Okay, campers, it's time to make a didgeridoo. For
those of you who do not know what that is, it is a musical instrument
that is native to Australia, traditionally played by the Aborigines.
Find an authentic Australian Aborigine. I found this guy:
He is Lewis Burns, a native of Dubbo, New South Wales, Australia.
Go to Laguna Beach, California. This will work best if it happens to be
a day when Lewis is in town. Arrive very early in the morning on a
Sunday. Take a moment to enjoy the empty beach. It will not be this way
Also admire the town itself. Again, this will not be like this for very
Find a nice home where people just happen to be hosting a
Didgeridoo-making workshop taught by Lewis. When you arrive, greet
everybody, shake hands with Lewis, then look over the supply of
These Authentic Eucalyptus branches came from Australia, carefully
handpicked by Lewis. He found a tree that had been eaten by termites,
so the branches were hollow. Each one was cut to length and sealed by
Lewis. Then American Internal Security tried to detain them at the
airport. Apparently Eucalyptus may be a tool of the terrorists.

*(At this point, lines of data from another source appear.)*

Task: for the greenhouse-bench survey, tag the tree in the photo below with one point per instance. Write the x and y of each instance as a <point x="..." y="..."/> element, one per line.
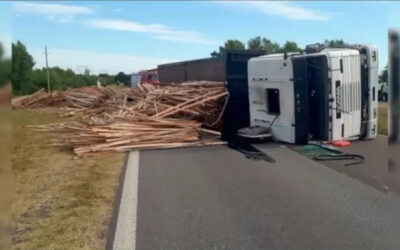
<point x="5" y="68"/>
<point x="123" y="78"/>
<point x="270" y="47"/>
<point x="232" y="44"/>
<point x="255" y="43"/>
<point x="290" y="47"/>
<point x="339" y="43"/>
<point x="21" y="68"/>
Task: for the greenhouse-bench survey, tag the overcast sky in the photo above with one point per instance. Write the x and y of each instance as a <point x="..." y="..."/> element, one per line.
<point x="108" y="37"/>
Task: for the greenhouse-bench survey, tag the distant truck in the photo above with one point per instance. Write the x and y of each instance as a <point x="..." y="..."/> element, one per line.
<point x="145" y="76"/>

Carefully examine the branches until one calls to you. Examine it
again, to make sure it called to you in some mystical manner and claim
it as your own. (or just pick one that looks to your eye like it will
make a good didgeridoo.)
any of these branches will make a good didgeridoo, but each will sound
a bit different, and only one will call to you. (or, in any event, you
can only pick one.)
Begin the process of removing the bark. This involves using a knife or
spokeshave to slowly peel away the bark from the underlying timber.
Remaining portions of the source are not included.